Addition of distributions

Question

Give an example of discrete random variables ξ, η, ζ such that $F_{ξ}$ ≡ $F_{η}$, but $F_{ξ+ ζ}$ $\ne$ $F_{η + ζ}$.

Answer 1

I'll give you a start and elaborate further if need be.

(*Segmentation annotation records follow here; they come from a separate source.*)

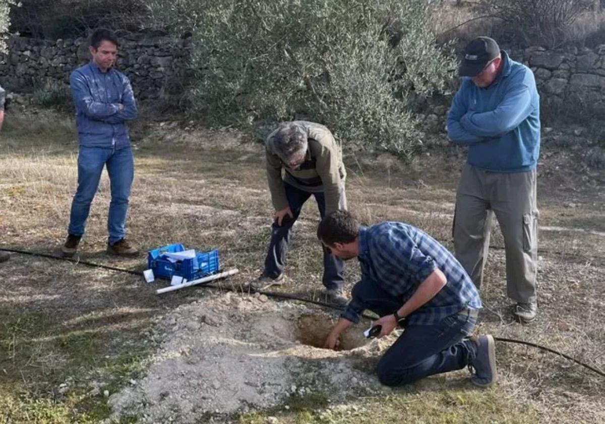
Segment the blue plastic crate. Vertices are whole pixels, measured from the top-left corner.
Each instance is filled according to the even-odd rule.
[[[187,250],[182,244],[171,244],[150,250],[147,254],[147,266],[160,278],[180,276],[191,281],[214,274],[220,269],[218,251],[216,249],[195,252],[195,257],[172,262],[162,257],[162,254]]]

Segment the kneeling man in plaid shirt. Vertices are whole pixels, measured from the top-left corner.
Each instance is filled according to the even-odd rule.
[[[345,211],[325,216],[317,235],[336,256],[358,257],[362,272],[326,348],[337,348],[340,334],[369,310],[381,317],[372,324],[382,326],[379,338],[398,325],[405,328],[378,363],[383,384],[401,386],[467,366],[473,383],[494,382],[493,337],[468,337],[482,307],[479,293],[447,249],[409,224],[360,227]]]

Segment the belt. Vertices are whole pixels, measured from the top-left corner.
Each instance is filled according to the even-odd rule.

Consider the space $\Omega=\{ 1,2 \}$ with the probability:

$$ \mathbb{P}(\{1\}), \mathbb{P}(\{2\})=\frac{1}{2} $$

Define $\xi:\Omega\rightarrow \mathbb{R}$ as: $$ \xi(x)= \begin{cases} 0 & ;x=1 \\ 1 &; x=2 \end{cases} $$

And $\eta :\Omega\rightarrow \mathbb{R}$ as:

$$ \eta(x)= \begin{cases} 1 & ;x=1 \\ 0 &; x=2 \end{cases} $$

Verify that they will satisfy what you need from $\eta$ and $\xi$, and see what happens for $\zeta:\Omega \rightarrow \mathbb{R}$, where:

$$ \zeta(x)= \begin{cases} -1 & ;x=1 \\ 0 &; x=2 \end{cases} $$

Then:

$$ F_{\zeta+\eta}(x)=\begin{cases}0 &; x<0 \\ 1& ;x\geq 0 \end{cases} \quad \text{and} \quad F_{\zeta+\xi}(x)= \begin{cases} 0 & ;x<-1 \\ \frac{1}{2} & ; -1\leq x<1 \\ 1 & ;x\geq 1 \end{cases} $$